The answers to these questions are described in a new study released March 27 in the New England Journal of Medicine. After reviewing more than a decade’s worth of data from nearly half a million physicians, Studdert and Mello found that physicians who were sued repeatedly were no more likely to relocate their clinical practices than colleagues who had no claims.
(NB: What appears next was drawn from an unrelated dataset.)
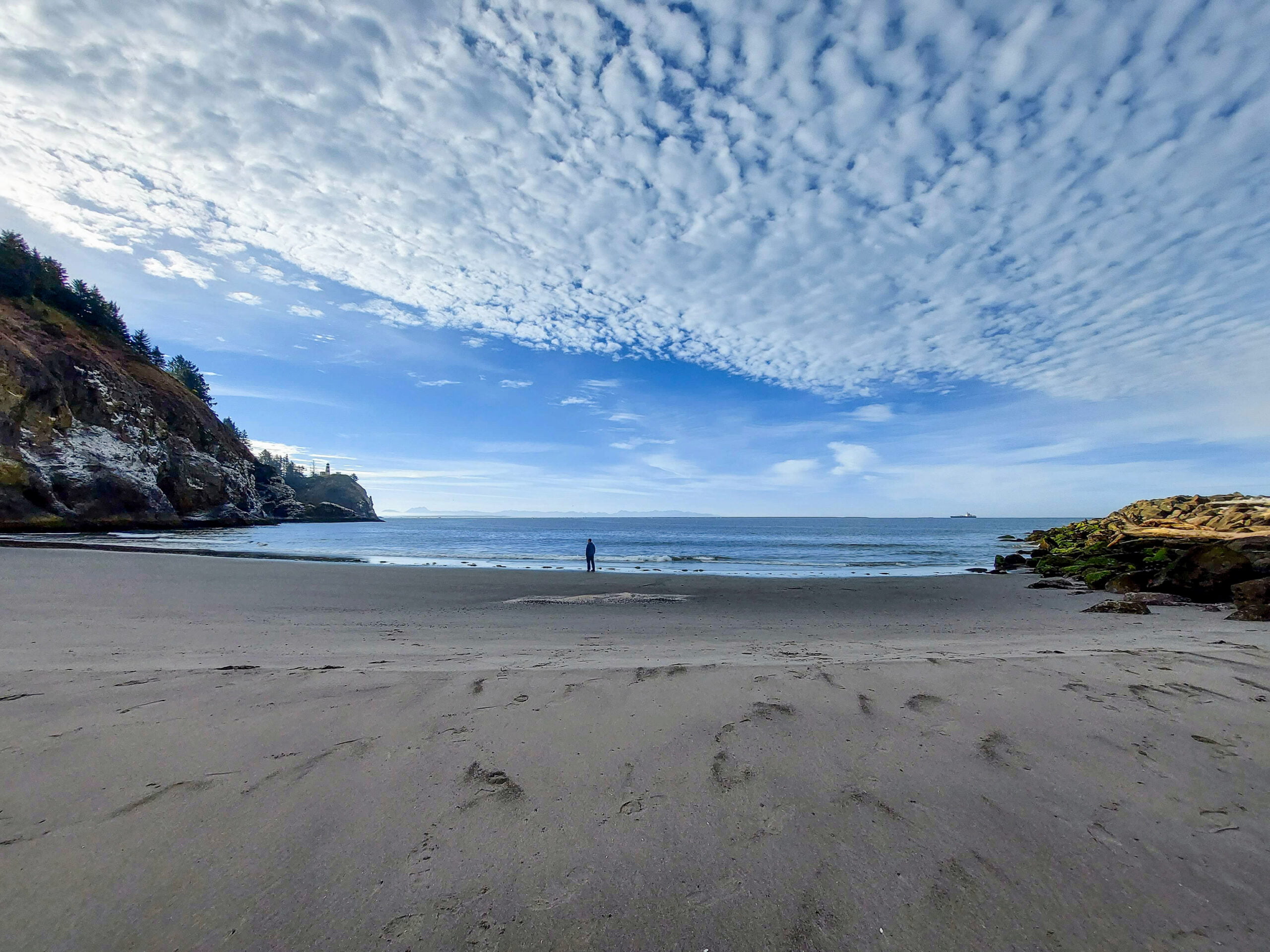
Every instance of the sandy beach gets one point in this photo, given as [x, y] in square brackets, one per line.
[206, 753]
However, they were more likely to either cease practice or, if they continued to practice, to shift to smaller practice groups or solo practice.

“There is an emerging awareness that a small group of ‘frequent flyers’ accounts for an impressively large share of all malpractice lawsuits,” said Studdert, the lead researcher and professor at both Stanford Law School and Stanford University School of Medicine. “This study confirms that, and begins to shed light on the professional trajectories of these physicians.”

In a 2016 study, also published in the New England Journal of Medicine, Studdert and Mello examined demographic characteristics of claim-prone physicians. “When we presented that work, people kept asking us questions about this group that we couldn’t answer, like who would ever hire or insure them,” Studdert said. “Now we have a better idea.”

A small group with many lawsuits

The research team reviewed data from 480,894 physicians who had 68,956 claims paid against them between 2003 and 2015. The researchers estimated that 2 percent of practicing physicians had two or more paid malpractice claims. Those physicians account for nearly 40 percent of all paid claims, confirming results from their earlier study.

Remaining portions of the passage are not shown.